Can you try adding a print line to correctSource in udp.go and printing out the dst variable so we can see what it's trying to set the Src address to?

[jolakeng]

This issue is reproducible with below sample UDP program, which I made similar to what is been used in DNS code

package main

import (
"fmt"
"golang.org/x/net/ipv4"
"net"
"os"
)

func changeOOB(oob []byte) []byte {
var dst net.IP
cm4 := new(ipv4.ControlMessage)
if cm4.Parse(oob) == nil {
dst = cm4.Dst
cm4.Dst = cm4.Src
cm4.Src = dst
oob = cm4.Marshal()
}
return oob
}

func checkError(err error) {
if err != nil {
fmt.Println("Error: ", err)
os.Exit(0)
}
}

func main() {
ServerAddr, err := net.ResolveUDPAddr("udp", "127.0.0.1:53")
checkError(err)
ServerConn, err := net.ListenUDP("udp", ServerAddr)
checkError(err)
fmt.Println("listening on :127.0.0.1:53")

    ipv4.NewPacketConn(ServerConn).SetControlMessage(ipv4.FlagDst|ipv4.FlagInterface, true)
    defer ServerConn.Close()

    b := make([]byte, 1024)

    for {
            oob := make([]byte, 40)
            _, oobn, _, raddr, err := ServerConn.ReadMsgUDP(b, oob)
            checkError(err)
            fmt.Println("recieve OOB:", oob[:oobn])
            newOOB := changeOOB(oob[:oobn])
            fmt.Println("new OOB:", newOOB, " raddr:", raddr)
            _, _, err = ServerConn.WriteMsgUDP(b, newOOB, raddr)
            checkError(err)
    }

}

Output :

listening on :127.0.0.1:53
recieve OOB: [24 0 0 0 0 0 0 0 26 0 0 0 1 0 0 0 0 0 0 0 127 0 0 1]
new OOB: [24 0 0 0 0 0 0 0 26 0 0 0 1 0 0 0 127 0 0 1 0 0 0 0] raddr: 127.0.0.1:57731

Bind before:

udp4 0 0 127.0.0.1.53 .
Bind after:

udp4 0 0 *.53 .

If don't give newOOB to WriteMsgUDP then binding is retained.
So WriteMsgUDP with OOB is causing the issue.

[jolakeng]

Hi @james Hartig<mailto:notifications@github.com> I printed received OOB, DST and Changed OOB in correctSource, here is the output received OOB: [24 0 0 0 0 0 0 0 26 0 0 0 1 0 0 0 0 0 0 0 127 0 0 1] DST: 127.0.0.1 new OOB: [24 0 0 0 0 0 0 0 26 0 0 0 0 0 0 0 127 0 0 1 0 0 0 0] MAC is changing the binding once WriteMsgUDP is done with OOB. If OOB is nil, it’s not changing binding Is there an issue with OOB we are providing?

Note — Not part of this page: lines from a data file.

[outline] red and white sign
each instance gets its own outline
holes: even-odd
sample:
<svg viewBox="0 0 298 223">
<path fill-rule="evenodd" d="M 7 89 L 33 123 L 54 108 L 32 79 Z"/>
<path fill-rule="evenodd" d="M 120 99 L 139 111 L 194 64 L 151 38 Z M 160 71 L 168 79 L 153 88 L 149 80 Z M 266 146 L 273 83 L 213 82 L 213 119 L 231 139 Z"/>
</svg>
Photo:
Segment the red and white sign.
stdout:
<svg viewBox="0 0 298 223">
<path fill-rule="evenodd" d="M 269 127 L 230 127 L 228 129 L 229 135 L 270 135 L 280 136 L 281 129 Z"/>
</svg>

Thanks Joju From: James Hartig <notifications@github.com> Reply-To: miekg/dns <reply@reply.github.com> Date: Thursday, August 16, 2018 at 10:19 PM To: miekg/dns <dns@noreply.github.com> Cc: "Olakengil, Joju" <jolakeng@akamai.com>, Mention <mention@noreply.github.com> Subject: Re: [miekg/dns] UDP DNS: Bind to specific IP is not retained (#724) correctSource

[tmthrgd]

WriteMsgUDP ends up in the sendmsg system call. I can find no mention of any darwin-specific bugs related to this system call.

I'll try and do some more testing on a darwin system shortly, but I'm kind of stumped. It sounds like maybe it's a kernel bug. 🤷‍♂️

[ghost]

Do you think this could be related to #743?

[miekg]

I don't believe this is an issue with this library, as such I'm closing this.